Agave americana in motel landscaping

We spent last weekend in the Santa Cruz/Watsonville area south of San Francisco, and we stayed at the Best Western Rosen Garden Inn. Usually motel landscaping is as generic as it comes and I rarely get excited about what I see. However, being the succulent nut that I am, I was thrilled to find several suckering clumps of Agave americana.

Agave americana is a somewhat variable species. It can be as large as a compact car, leaving behind a difficult-to-remove carcass when it flowers (and dies),  or it can be quite refined, especially in its protoamericana incarnation or when interbreeding with closed related species.

I don’t know if these are plain-vanilla Agave americana or something more exotic, but I loved the overall look just as I’m sure the motel gardening contractor loves the fact that these are zero maintenance plants. Considering how critical the water situation is in Northern California, landscaping with extremely drought-tolerant plants such as agaves is a definite plus. Kudos to Best Western Rose Garden Inn for making all the right choices for their location!

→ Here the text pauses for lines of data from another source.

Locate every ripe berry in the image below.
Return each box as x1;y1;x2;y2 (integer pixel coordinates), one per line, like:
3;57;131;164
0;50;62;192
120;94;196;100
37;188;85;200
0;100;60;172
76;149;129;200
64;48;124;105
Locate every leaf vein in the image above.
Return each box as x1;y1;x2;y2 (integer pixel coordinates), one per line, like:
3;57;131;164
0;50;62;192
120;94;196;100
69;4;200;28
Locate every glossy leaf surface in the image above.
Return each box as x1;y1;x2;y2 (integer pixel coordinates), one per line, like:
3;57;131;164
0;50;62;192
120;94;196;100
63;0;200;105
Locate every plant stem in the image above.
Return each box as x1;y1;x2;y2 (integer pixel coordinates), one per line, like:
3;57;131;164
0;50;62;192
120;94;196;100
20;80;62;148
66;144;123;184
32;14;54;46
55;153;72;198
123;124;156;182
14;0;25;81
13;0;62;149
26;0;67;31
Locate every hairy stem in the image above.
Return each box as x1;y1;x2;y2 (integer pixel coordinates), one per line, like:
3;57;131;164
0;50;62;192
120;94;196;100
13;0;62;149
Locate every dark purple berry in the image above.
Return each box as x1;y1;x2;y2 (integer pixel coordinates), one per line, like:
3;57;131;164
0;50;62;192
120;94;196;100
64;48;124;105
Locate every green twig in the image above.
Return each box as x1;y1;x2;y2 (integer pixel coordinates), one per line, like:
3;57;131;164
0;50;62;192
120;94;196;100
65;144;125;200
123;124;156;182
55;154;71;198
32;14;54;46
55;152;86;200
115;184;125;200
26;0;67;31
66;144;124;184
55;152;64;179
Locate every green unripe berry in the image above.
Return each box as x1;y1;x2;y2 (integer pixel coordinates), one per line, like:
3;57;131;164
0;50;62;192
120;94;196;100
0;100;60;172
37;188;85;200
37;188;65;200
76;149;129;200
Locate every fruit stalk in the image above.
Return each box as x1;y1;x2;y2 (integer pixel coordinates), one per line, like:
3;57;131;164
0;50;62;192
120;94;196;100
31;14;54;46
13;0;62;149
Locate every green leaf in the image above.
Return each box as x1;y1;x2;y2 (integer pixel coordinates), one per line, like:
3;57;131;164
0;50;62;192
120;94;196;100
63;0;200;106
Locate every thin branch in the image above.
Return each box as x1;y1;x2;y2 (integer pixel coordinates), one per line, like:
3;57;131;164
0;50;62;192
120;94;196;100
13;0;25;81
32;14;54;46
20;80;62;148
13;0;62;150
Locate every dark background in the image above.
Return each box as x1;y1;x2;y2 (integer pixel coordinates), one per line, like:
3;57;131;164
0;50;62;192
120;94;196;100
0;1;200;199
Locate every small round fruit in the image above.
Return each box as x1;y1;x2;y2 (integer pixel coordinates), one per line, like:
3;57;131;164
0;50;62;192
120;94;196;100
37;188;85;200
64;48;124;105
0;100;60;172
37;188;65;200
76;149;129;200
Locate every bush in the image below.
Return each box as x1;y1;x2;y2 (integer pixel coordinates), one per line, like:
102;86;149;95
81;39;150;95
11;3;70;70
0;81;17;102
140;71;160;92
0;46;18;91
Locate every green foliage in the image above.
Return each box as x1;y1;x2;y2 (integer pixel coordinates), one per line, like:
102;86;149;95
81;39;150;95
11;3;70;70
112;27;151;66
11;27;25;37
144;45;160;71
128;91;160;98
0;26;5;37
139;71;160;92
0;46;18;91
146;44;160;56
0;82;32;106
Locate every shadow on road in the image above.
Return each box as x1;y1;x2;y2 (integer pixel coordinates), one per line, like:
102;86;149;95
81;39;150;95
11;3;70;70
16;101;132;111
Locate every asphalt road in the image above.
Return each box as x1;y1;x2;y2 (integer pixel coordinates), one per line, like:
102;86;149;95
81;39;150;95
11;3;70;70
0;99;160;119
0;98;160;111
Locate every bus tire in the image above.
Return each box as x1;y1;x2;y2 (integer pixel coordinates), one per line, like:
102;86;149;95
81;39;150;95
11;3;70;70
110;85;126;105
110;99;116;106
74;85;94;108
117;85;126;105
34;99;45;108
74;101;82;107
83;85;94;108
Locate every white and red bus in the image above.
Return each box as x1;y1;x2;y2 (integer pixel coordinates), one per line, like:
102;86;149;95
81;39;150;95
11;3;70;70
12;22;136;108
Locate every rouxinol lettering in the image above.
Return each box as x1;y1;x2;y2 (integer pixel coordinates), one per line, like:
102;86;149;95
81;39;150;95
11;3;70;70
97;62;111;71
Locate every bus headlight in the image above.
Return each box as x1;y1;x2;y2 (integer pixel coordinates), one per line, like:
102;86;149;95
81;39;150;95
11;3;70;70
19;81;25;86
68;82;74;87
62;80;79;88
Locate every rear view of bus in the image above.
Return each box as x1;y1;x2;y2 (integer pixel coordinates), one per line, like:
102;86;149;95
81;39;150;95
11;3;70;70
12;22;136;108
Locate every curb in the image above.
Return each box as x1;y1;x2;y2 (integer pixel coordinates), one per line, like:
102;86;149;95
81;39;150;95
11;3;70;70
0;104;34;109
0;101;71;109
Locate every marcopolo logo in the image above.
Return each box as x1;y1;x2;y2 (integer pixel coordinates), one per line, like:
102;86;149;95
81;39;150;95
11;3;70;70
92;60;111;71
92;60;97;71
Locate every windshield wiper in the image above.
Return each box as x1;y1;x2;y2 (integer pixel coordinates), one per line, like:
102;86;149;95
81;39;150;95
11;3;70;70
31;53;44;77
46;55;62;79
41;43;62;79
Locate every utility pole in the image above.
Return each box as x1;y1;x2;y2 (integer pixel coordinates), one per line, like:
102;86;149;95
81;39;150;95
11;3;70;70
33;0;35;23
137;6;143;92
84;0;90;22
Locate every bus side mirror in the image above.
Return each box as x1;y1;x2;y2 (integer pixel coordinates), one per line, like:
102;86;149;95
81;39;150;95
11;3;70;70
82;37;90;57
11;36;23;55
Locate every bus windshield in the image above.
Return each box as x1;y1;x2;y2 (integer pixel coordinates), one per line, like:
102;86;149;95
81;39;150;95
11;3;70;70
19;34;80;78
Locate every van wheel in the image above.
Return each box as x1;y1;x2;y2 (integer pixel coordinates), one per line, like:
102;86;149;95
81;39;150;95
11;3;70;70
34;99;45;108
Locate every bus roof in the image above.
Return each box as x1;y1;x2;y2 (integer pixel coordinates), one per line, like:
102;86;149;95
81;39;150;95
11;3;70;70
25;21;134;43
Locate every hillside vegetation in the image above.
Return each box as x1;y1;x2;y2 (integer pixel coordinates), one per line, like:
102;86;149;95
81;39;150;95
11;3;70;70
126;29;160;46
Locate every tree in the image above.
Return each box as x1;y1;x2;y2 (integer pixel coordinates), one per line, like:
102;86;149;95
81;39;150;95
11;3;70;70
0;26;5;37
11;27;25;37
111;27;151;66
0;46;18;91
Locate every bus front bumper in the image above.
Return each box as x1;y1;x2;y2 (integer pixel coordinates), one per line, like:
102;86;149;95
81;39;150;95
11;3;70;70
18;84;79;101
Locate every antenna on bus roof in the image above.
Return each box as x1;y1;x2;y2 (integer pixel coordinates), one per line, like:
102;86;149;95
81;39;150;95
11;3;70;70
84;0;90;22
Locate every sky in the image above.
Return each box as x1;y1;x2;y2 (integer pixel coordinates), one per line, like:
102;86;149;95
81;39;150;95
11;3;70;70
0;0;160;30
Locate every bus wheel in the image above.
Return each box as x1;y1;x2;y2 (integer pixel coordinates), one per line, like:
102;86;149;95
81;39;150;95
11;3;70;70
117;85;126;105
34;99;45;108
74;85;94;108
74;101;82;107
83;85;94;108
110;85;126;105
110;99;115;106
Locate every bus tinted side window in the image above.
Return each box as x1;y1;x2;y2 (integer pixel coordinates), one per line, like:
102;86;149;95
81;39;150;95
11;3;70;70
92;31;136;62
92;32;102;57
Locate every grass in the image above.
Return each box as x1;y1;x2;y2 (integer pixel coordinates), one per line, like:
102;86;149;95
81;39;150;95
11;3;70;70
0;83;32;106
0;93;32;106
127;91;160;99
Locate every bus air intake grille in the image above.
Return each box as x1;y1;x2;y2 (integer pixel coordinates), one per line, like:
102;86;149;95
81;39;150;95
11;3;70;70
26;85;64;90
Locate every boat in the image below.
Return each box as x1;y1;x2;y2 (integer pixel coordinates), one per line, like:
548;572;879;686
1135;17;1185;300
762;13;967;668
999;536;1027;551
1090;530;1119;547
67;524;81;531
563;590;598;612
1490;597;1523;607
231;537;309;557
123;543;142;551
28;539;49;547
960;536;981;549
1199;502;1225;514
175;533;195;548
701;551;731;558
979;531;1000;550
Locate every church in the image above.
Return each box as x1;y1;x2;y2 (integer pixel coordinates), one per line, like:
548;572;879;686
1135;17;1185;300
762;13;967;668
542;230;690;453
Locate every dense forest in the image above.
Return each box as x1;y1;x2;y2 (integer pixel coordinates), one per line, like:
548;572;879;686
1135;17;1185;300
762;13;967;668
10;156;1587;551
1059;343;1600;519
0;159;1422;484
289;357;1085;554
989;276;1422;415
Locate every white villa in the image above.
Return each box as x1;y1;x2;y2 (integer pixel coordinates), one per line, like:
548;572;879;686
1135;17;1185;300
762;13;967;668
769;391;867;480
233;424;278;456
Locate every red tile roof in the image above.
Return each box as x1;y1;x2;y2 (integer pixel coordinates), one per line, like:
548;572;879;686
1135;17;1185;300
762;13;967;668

Curiously, I didn’t see a single rose, but I tend to tune out plants that don’t interest me.


Other posts from our trip to Santa Cruz and Watsonville:


  1. I would have been very tempted to liberate at least one of those pups...(were you?)

    1. I'm sure he didn't, as Gerhard has already written that he'd never consider planting this species. :-)

      (Be careful what you write!)

    2. I was definitely tempted but there was too much traffic and in out.

      The regular form of A. americana is probably my least favorite agave because it grows large, is lethally armed and pups like crazy. The choicer selections, like Silver Surfer, would be tempting if I had a large enough spot for it.

      On the other hand, I love Agave americana 'Mediopicta Alba' and Agave americana 'Striata'; they are smaller-growing and much less vigorous.

      Having said that, I still think it's a great landscaping plant for public facilities, like this motel parking lot. It needs much less care and water than almost any shrub.